Directed by Kemi Adetiba, she of the high concept music videos, The Wedding Party benefits from Adetiba’s background as she is able to juggle all these characters and apportion the right amount of screen time in order to keep her pacing fast and fun. Apart from some red flags, like the overbearing wedding speech by the father of the groom for instance, the haves and haves not sub plot involving Sambassa Nzeribe, and the entire existence of Hafiz Oyetoro’s gate crashing character, Adetiba keeps things moving briskly.
But in her feature film debut, Adetiba cannot quite leave her origins behind and at times the entire film feels like an extended music video, what with the celebrity cameos and extra judicious use of pop music. When the Igbo group is dancing in, expect that they will be moving along to Flavour’s Ada Ada, and the couple themselves? Surely Kiss Daniel’s Laye was made for moments like this. There is some disconnect between the music and the dancers such that it isn’t always quite sure if the actors are dancing exactly to the beat of the music that the audience can hear.

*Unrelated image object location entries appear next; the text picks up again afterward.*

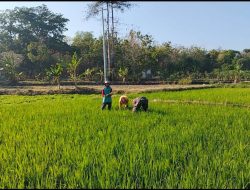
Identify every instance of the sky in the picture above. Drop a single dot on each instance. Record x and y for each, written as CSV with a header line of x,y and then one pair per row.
x,y
209,25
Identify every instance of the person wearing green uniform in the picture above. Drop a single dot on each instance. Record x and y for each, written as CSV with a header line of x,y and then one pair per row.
x,y
106,94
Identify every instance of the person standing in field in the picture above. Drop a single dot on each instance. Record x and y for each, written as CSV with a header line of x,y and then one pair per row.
x,y
106,96
140,103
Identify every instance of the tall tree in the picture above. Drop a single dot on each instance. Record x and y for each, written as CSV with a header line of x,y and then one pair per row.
x,y
22,26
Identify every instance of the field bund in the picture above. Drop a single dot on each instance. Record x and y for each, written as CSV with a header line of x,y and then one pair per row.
x,y
92,89
66,141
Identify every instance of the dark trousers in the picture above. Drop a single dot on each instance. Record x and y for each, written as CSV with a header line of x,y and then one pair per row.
x,y
104,105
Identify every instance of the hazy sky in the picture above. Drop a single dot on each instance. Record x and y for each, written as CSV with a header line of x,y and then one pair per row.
x,y
210,25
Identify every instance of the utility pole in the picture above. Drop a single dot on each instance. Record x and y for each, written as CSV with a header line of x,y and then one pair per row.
x,y
104,50
108,52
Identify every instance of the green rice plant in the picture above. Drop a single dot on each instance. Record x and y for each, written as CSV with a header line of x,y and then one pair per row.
x,y
67,141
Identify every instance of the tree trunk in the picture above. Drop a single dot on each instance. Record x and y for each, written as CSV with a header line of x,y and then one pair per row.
x,y
58,82
75,79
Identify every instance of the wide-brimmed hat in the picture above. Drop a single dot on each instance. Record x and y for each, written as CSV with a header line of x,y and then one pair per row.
x,y
106,82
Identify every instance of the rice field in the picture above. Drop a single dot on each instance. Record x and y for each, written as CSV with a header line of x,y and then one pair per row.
x,y
66,141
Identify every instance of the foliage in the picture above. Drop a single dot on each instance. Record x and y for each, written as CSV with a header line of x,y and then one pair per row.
x,y
9,62
55,72
72,68
123,73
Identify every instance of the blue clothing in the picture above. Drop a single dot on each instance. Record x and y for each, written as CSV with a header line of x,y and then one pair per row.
x,y
105,91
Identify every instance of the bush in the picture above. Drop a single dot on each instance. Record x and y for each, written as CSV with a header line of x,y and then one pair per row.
x,y
185,81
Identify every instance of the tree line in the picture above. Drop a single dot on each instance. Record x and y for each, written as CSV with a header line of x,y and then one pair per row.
x,y
33,47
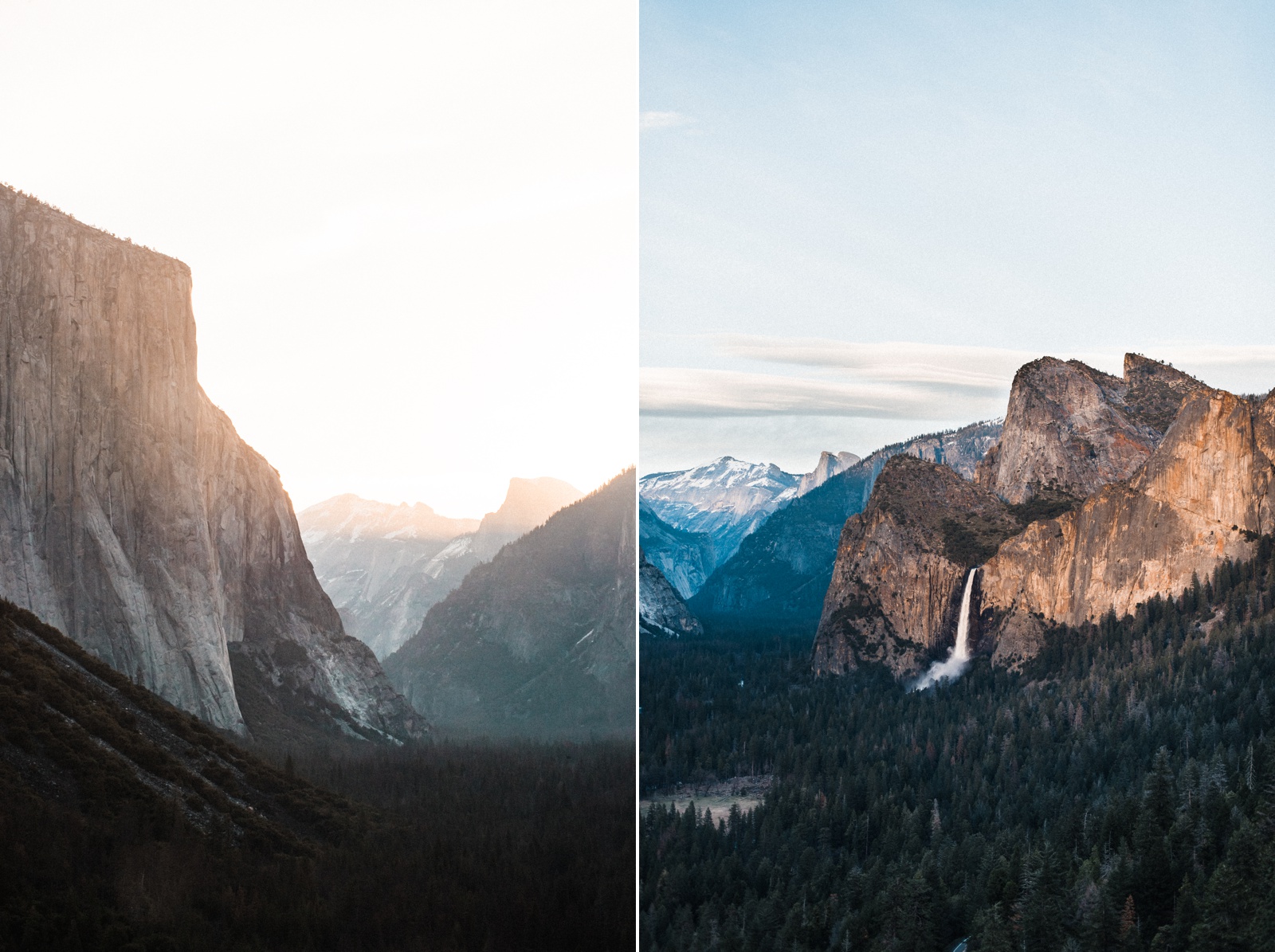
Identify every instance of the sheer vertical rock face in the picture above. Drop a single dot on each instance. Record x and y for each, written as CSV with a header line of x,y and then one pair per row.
x,y
1074,429
1200,497
900,567
661,611
131,515
1170,477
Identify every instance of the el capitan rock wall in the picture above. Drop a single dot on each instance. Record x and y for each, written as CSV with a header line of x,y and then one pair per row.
x,y
131,515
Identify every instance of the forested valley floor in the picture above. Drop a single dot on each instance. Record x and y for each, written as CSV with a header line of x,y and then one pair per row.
x,y
1119,793
129,825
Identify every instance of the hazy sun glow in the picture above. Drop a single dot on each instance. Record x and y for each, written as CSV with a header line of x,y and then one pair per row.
x,y
412,227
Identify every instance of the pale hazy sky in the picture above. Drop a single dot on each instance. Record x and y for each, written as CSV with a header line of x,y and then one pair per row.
x,y
858,218
412,225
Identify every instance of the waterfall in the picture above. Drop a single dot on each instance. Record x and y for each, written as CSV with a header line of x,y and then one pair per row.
x,y
959,656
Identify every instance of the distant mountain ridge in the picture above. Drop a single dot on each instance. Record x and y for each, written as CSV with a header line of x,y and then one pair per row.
x,y
726,499
685,558
384,565
782,571
134,518
539,641
1124,490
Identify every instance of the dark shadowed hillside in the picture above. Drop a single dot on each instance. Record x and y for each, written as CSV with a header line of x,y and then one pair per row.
x,y
129,825
539,641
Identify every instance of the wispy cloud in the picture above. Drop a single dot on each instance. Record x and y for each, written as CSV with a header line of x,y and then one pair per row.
x,y
663,120
695,391
898,380
977,369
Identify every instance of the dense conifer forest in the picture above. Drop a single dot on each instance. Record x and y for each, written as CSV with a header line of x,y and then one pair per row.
x,y
129,825
1119,793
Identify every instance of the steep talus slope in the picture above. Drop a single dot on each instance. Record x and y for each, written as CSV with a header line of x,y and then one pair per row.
x,y
380,563
80,735
900,565
782,570
1202,496
661,611
685,558
726,499
539,641
1070,429
131,515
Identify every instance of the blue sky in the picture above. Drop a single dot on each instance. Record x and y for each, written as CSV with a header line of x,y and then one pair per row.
x,y
858,218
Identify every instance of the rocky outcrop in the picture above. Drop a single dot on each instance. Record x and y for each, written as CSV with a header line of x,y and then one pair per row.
x,y
131,515
782,571
380,563
528,503
724,500
685,558
828,467
1202,496
1071,429
900,565
539,641
661,611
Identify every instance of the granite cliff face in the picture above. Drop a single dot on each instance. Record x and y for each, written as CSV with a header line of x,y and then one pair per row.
x,y
726,500
685,558
1122,490
131,515
828,467
528,503
380,563
1071,429
782,571
1202,496
539,641
661,611
900,567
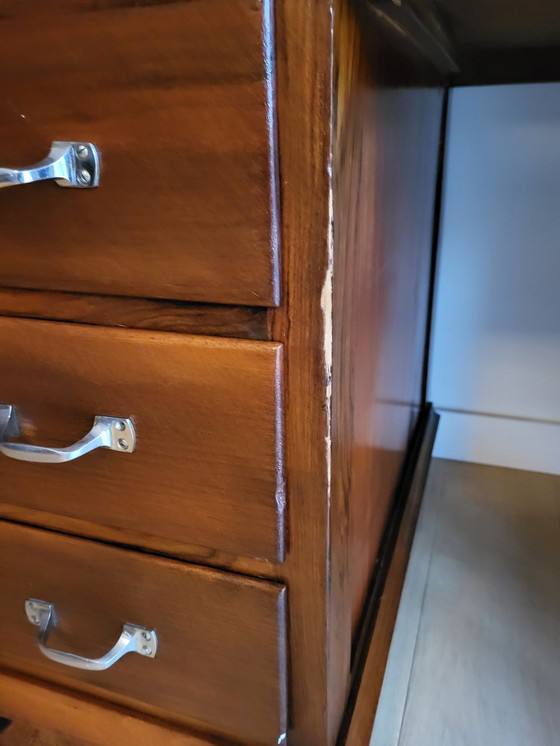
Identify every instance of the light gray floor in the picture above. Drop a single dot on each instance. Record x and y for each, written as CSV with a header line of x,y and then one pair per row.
x,y
475,658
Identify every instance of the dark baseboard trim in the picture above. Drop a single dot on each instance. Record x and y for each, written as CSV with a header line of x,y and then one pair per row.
x,y
375,631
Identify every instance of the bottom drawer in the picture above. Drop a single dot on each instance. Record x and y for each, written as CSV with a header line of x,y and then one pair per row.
x,y
220,662
42,715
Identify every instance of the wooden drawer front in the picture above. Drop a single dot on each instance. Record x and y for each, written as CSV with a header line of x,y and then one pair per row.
x,y
177,96
220,662
207,465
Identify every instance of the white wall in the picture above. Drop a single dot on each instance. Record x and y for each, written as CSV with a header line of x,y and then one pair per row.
x,y
495,363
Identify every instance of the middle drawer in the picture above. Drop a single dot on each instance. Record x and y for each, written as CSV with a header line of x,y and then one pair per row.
x,y
207,467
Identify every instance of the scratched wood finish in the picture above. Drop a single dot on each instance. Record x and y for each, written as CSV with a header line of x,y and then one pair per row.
x,y
221,659
318,655
208,465
136,313
50,716
388,121
178,97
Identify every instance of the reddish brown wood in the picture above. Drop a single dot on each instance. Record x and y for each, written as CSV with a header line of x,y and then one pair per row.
x,y
49,716
136,313
388,118
208,465
178,97
221,660
319,660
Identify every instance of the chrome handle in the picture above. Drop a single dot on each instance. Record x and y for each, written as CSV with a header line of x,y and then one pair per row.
x,y
133,639
107,432
70,164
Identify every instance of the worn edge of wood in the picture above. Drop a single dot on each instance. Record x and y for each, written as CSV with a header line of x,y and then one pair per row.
x,y
127,726
373,639
242,322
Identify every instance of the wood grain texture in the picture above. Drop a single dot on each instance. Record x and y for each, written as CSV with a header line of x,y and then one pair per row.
x,y
207,469
485,664
136,313
221,660
50,716
388,121
385,593
319,656
178,96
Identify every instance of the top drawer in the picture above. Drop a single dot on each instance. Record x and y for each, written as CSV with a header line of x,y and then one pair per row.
x,y
177,96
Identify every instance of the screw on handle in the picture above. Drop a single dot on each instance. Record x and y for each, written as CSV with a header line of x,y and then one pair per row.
x,y
133,639
69,164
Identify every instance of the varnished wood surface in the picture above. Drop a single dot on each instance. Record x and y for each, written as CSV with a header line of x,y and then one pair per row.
x,y
486,641
221,660
136,313
207,469
388,123
178,98
319,652
386,590
49,716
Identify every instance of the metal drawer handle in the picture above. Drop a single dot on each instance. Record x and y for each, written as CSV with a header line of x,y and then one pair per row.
x,y
70,164
133,639
107,432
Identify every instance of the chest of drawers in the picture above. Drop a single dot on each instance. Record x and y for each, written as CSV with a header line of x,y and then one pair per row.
x,y
246,295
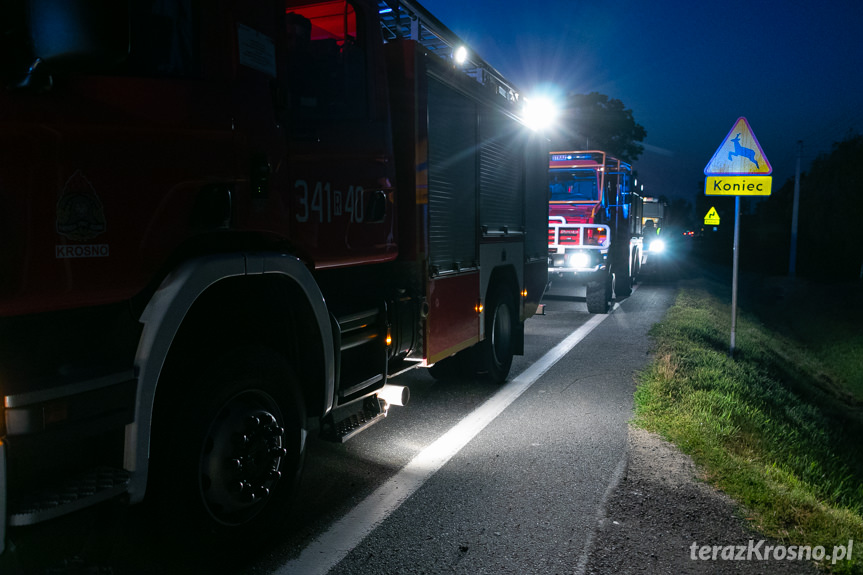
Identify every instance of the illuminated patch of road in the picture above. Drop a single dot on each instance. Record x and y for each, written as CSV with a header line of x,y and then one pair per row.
x,y
331,547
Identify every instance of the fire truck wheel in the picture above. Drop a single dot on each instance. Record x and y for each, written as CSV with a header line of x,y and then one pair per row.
x,y
237,442
496,350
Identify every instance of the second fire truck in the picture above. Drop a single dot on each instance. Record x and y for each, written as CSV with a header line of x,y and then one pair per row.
x,y
594,225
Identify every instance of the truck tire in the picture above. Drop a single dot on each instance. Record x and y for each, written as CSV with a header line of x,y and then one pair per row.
x,y
497,349
228,457
599,294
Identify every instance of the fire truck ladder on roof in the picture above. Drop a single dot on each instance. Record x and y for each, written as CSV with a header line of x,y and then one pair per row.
x,y
407,19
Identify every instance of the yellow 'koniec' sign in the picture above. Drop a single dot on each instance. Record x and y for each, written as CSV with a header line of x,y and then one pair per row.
x,y
739,166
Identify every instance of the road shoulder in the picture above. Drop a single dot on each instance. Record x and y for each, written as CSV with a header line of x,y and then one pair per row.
x,y
660,508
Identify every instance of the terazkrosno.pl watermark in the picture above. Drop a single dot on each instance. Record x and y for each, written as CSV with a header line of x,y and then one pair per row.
x,y
761,551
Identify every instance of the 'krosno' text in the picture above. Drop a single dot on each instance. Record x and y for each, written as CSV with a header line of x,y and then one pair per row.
x,y
760,551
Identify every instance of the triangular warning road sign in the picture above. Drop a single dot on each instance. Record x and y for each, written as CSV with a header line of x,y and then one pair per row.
x,y
712,218
740,154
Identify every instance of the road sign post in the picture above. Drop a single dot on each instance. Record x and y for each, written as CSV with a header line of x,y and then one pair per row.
x,y
738,168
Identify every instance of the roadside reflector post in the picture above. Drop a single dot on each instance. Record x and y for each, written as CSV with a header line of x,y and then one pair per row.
x,y
735,265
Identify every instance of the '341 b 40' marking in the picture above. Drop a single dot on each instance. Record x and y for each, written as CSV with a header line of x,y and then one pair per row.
x,y
322,203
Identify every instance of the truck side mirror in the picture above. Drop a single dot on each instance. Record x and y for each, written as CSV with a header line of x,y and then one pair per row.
x,y
78,34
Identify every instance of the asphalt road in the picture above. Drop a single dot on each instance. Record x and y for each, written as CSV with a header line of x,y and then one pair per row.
x,y
523,495
518,487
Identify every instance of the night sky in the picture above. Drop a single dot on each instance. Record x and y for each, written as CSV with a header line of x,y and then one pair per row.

All of this points to a screenplay (credited to Tosin Otudeko and Kemi Adetiba) that knows what it is about and doesn’t take itself seriously. The laughs come in bursts and when they hit their mark, they do so accurately, as with Sola Sobowale’s theatrics and Kunle Idowu’s silliness. The comedy is obviously the saving grace as not many will care much for the romance, except to be assured that it all ends well. And for films like this, the ending is never in doubt.
As the film goes on, the antics get more preposterous and the rushed and clumsy final act is a bit of a downer. But The Wedding Planner, part of the Lagos showcase at the Toronto International Film Festival stays true to its promise. A well-presented, glamorous snapshot of escapism. Who can say no to that?